リアルオプションの算出式は、二項モデル、ブラック-ショールズなどがありますが(←受け売り)、いずれも原資産価値などの値が定まればあとは機械的に算出できるという形で、「その意思決定を行使する人は誰であるか」「その意思決定は正しいものであるかどうか」を問題にしません。
あくまでも正しい意思決定がなされたものと仮定して、価値を算出します。
けれども現実世界はどうかといえば、ある状況において、正しくリアルオプションを行使して、価値を実現できる人というのは、その場に立たされる人全員でないということは明白です。
つまり、リアルオプションの考え方は、それを行使する人の行使技術の習熟という問題をまったく考慮に入れていません。
ここの空白地帯にうまくはめ込むことができるのが、ドラッカーらが「ナレッジワーカー」という時の「ナレッジ」(以下「知識」)です。
実物資産をよいように操作したり、つなげたり、拡張したりといったオプションを行使するのは「そうした技量を学んだ人」です。言い換えれば、その「学び」こそがリアルオプションバリューを実現させる原動力なのです。
個人的には、知識社会、知識資本主義、知識資産といった文脈で使われる「知識」とは、何らかの資源(時間、人、モノ、金、さらには三次元的高さや広さをもった空間、そしてTransportation=移動できること)に対して、何らかの積極的な働きかけを行って(オプションを駆使して)価値を増やすことができるための能力であると理解し始めています。
それも、ひとつ数億円といった実物資産だけでなく、何らかの業務プロセス(これも個々の業務プロセスレベルでキャッシュフロー生成に関わっているので、リアルオプションが想定する実物資産の一種だと考えることは可能です)や、プロフェッショナルが自由裁量で使うことのできる時間や、チームの作業能力などもある種の実物資産であると考えることができ、それらに関するよりよい意思決定を可能にするものも、ここで言う「知識」に該当すると思います。そうした知識がリアルオプション価値を現出させるのです。

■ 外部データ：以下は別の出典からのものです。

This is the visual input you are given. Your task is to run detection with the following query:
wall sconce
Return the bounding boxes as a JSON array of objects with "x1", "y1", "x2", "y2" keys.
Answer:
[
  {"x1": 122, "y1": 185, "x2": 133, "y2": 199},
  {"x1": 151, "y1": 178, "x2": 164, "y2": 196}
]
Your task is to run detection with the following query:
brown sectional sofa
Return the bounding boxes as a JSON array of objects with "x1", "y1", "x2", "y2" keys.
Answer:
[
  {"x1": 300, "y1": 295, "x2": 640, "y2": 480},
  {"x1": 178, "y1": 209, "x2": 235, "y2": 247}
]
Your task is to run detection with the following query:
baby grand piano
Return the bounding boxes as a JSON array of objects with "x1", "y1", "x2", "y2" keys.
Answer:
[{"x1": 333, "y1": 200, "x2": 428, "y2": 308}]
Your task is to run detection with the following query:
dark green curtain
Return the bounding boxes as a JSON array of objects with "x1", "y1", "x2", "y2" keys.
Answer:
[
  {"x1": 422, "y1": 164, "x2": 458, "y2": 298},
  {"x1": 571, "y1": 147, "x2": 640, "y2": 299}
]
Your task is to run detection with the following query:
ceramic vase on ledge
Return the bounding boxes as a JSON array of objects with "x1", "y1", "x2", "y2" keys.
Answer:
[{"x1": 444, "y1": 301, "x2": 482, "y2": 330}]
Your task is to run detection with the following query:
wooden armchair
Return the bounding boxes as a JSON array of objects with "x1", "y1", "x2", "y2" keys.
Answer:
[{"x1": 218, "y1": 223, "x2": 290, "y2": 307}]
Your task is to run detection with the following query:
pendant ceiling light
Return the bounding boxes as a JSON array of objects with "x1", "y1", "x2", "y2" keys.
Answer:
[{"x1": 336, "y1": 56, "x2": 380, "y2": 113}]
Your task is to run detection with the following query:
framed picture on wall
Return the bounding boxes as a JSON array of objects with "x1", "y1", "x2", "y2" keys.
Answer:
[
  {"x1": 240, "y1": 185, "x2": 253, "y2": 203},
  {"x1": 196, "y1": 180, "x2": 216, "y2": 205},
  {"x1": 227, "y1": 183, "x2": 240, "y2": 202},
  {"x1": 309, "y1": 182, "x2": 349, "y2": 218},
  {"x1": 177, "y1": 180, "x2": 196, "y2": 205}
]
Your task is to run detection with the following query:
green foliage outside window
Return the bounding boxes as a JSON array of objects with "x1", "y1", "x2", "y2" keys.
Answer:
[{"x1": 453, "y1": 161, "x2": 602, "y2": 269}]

この考え方は何もオリジナルだなどと言うつもりはさらさらなくて、どこかの書物ですでに記されているのを私が知らないだけなのでしょうけれども、非常に魅力的であり、ねちねち考えていきたい対象です。
知識が持つ価値がリアルオプションを駆使できる能力だとすると、たぶん定量化もできるだろうというのが、数学がダメダメである私の読みです。
定量化できるとすれば、その知識に”価格”が付きます。価格があるところ、市場が成立するというのは古来からの経済原理であり、市場があることによって、言い換えれば、知識に価格がついて流動性が生じることによって、そこが富の源泉となります。産業が成立すると考えています。
付言すれば、年収が高い人(年収3000万とかそれ以上のあたり)の給与なども、彼/彼女が習得した知識によって、より多くの資源をよりよく活用して、より大きなリアルオプションバリューを現出させることが出来ることに対する対価だと考えれば、十分に納得がいきます。